One of the main components of grapes are flavonoids, which are a natural anti-inflammatory. They can also reduce the risk of sclerosis and damage from low-density cholesterol.

Grapes are a great source of potassium. High intakes of potassium can reduce the risk of stroke and prevent the loss of muscle mass and bone density.

Grapes also have lots of fiber, which is great for digestion and can reduce the risk of hemorrhoids.

The high quantities of Vitamin K in grapes can help keep bones strong, preventing breaks and fractures.

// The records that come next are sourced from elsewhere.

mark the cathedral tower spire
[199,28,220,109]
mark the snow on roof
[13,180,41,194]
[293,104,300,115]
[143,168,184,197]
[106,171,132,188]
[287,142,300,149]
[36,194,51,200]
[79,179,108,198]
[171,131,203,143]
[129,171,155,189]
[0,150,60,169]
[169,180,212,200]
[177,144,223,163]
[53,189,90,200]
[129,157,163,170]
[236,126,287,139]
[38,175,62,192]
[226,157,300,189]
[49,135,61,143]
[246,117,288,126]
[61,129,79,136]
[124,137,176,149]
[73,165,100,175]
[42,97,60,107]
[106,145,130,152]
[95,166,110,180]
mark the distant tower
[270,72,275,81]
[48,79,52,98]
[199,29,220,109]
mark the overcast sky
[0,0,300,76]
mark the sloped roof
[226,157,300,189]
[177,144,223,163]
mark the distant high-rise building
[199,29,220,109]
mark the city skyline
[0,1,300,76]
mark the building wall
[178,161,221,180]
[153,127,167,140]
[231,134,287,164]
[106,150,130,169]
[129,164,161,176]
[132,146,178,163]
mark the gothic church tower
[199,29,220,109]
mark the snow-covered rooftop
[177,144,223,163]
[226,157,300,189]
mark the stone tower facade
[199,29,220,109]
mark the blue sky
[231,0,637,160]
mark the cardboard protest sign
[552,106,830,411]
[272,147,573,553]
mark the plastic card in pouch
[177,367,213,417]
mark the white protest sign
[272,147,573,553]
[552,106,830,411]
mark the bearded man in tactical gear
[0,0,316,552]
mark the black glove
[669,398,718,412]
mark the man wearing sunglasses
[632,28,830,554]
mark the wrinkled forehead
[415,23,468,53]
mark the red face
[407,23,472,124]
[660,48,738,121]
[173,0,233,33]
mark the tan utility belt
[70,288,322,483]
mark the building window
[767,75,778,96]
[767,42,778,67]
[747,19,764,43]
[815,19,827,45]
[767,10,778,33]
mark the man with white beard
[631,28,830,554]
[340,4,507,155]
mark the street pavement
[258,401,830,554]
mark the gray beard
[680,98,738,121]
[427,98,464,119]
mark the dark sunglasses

But the true hero of the purple fruit is resveratrol. Found in the skin of grapes, resveratrol is an antioxidant powerhouse. The benefits of resveratrol are seemingly endless, and include:
■ Inhibits breast cancer growth.
■ Protects the skin and prevents skin cancer.
■ Reduces or slows the spread of mouth, pancreatic and prostate cancer.
■ It’s an anti-inflammatory, so it can combat heart disease.
■ Effectively treats acne.
■ Beneficial in treating Alzheimers, as well as hot flashes and mood wings with menopause.
■ Can protect the brain’s function with age, and the body during chemotherapy and radiation.
■ Aids in weight loss.
■ It’s even used in sports medicine for muscle recovery.
Because it’s found in the skins of grapes, the health benefits of resveratrol are only accessible through drinking the dark stuff. Interestingly enough, the higher altitude at which the grapes are grown and the thicker their skins grow, the more resveratrol you’ll find in the grapes. And even more interestingly, our native muscadines hold 40 to 50 percent more resveratrol than regular grapes. Because most regional growers don’t use a lot of chemicals, they appease the natural product association and local drinkers alike. So raise your glass of muscadine wine and make a toast to good health and good, local wine!